Fernando Alva, apesar de nascido em França, foi muito novo para Vila Franca da Beira (Oliveira do Hospital), considerando a Beira alta a suas raízes.  O heterónimo é a sua homenagem ao rio alva, um rio que vai desaguar num dos principais rios genuinamente portugueses, o rio mondego e a diversos Fernandos que o marcaram o autor ao longo da sua ainda curta vida. Fernando Valle ,um histórico fundador do partido socialista, Fernando Pessoa, o poeta português que ficará para a eternidade e o jovem Fernando Eugénio abruptamente ceifado pela morte aos 13 anos.

Fernando Alva é professor de História que enveredou pelo Educação Especial como forma de ingressar numa carreira e profissão muito exigente mas que o preenche, alimenta e ajuda-o e enriquecer a sua memória. O primeiro volume do diário que já está disponível intitula-se  de “Pedra após pedra”, recua aos anos 2012 e 13, onde o autor esteve  a lecionar nos Açores, mais concretamente na ilha Terceira.
Fernando Alva intitula-se poeta da solidão e do silêncio. No isolamento e insularidade do arquipélago o professor encontrou nas palavras e nas letras, um refugio, um sinal de sobrevivência numa sociedade e num meio muito peculiar.

O próprio nome do livro leva-nos a pensar nas inúmeras pedras que passam pelo nosso caminho e que temos que as ultrapassar, tantas vezes com imensas dificuldades.  Parafraseando o autor (p.7)“ Pedras afiadas que magoam por vezes, fazem mesmo sangrar. Mas que ninguém se iluda pois é sobre as pedras afiadas que se aprende a ver um pouco melhor, nessa longa caminhada trágica e irónica que é a vida”.

Quando lia o livro lembra-me das conversas que tivemos os dois, onde aprendemos  imenso um com o outro.  Na profissão de professor devido ao contacto que mantemos com pessoas tão diferentes crescemos e aprendemos tanto com os alunos, colegas, pais ou simples moradores da localidade onde estamos. Aquando da leitura do livro foi impossível desligar-me da minha experiência pessoal onde partilho a mesma profissão. Nos dias de hoje com a quantidade de tarefas a que estamos sujeitos  temos obrigatoriamente de seguir o nosso caminho e a acreditar mesmo naquilo que pensamos, caso contrário somos “engolidos” de forma voraz pela sociedade. Fernando Alva salienta a importância de pensarmos pela nossa cabeça. Cito (p.8) “Que o leitor se indigne, conteste ou condescenda.

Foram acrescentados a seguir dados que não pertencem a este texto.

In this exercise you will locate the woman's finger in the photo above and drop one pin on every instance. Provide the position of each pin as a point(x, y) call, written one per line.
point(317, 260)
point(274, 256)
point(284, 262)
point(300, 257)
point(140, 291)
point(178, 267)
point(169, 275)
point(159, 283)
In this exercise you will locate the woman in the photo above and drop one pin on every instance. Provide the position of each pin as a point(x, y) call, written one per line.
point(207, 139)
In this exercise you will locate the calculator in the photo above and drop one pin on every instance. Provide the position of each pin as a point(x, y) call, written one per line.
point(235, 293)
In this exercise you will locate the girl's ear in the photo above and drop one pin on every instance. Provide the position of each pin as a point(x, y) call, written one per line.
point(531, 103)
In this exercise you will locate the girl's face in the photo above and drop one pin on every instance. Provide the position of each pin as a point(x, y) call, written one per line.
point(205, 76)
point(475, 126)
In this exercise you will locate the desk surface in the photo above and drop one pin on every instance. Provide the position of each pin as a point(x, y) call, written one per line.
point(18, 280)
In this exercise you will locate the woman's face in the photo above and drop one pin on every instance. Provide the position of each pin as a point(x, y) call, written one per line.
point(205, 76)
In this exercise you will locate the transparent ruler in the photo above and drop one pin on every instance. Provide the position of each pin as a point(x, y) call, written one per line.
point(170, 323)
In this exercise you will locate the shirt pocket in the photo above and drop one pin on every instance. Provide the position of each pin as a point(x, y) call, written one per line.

Mas que ouse sempre pensar pela sua própria cabeça e se liberte das mais potentes amarras que podem existir, os medos que nós próprios alimentamos com as vísceras da ignorância e da cobardia. Tudo o mais diz respeito ao autor destas palavras seja ele quem for”.

Não sendo professor de Educação Especial não consigo perceber na totalidade as dificuldades que estes alunos sentem. Nas últimas décadas houve um maior reconhecimento sobre a importância de reconhecer e integrar estas crianças na sociedade. Sobre isto gostava de passar uma conversa  tida numa reunião, onde uma professora de educação especial quando confrontada com as inação de colegas perante um aluno com  muitas dificuldades de aprendizagem, esta disse mais ou menos assim” Se ele fosse vosso filho gostavam que ele fosse tratado assim, ele é um ser humano que teve a infelicidade de nascer diferente”.  Esta frase fez-me pensar. Nos dias de hoje gerir uma turma com alunos sem dificuldades de aprendizagem por si só já não é uma tarefa fácil e quando é integrado um aluno diferente que mal sabe ler, questiono o papel que nós podemos ter para o integrar e o fazê-lo crescer como ser humano.  Sem dúvida por vezes sentimos que não temos formação para fazer face à crescente complexidade da profissão.

Voltando ao “Pedra sobre pedra” de Fernando Alva queria realçar o trabalho que tem sido feito nas escolas perante as crianças com dificuldades de aprendizagem, no entanto ainda há um longo caminho a percorrer. Numa das suas idas à biblioteca local de Fernando Alva dá entender as dificuldades que a sociedade tem para integrar estes seres humanos. Cito (p.15) “Na Biblioteca local (Praia da Vitória), pode ler-se na estante : 376. Ensino Especial , Analfabetos e deficientes. Rastos ideológicos de um passado que pensamos distante, mas que, na realidade continua bem dentro de nós.”  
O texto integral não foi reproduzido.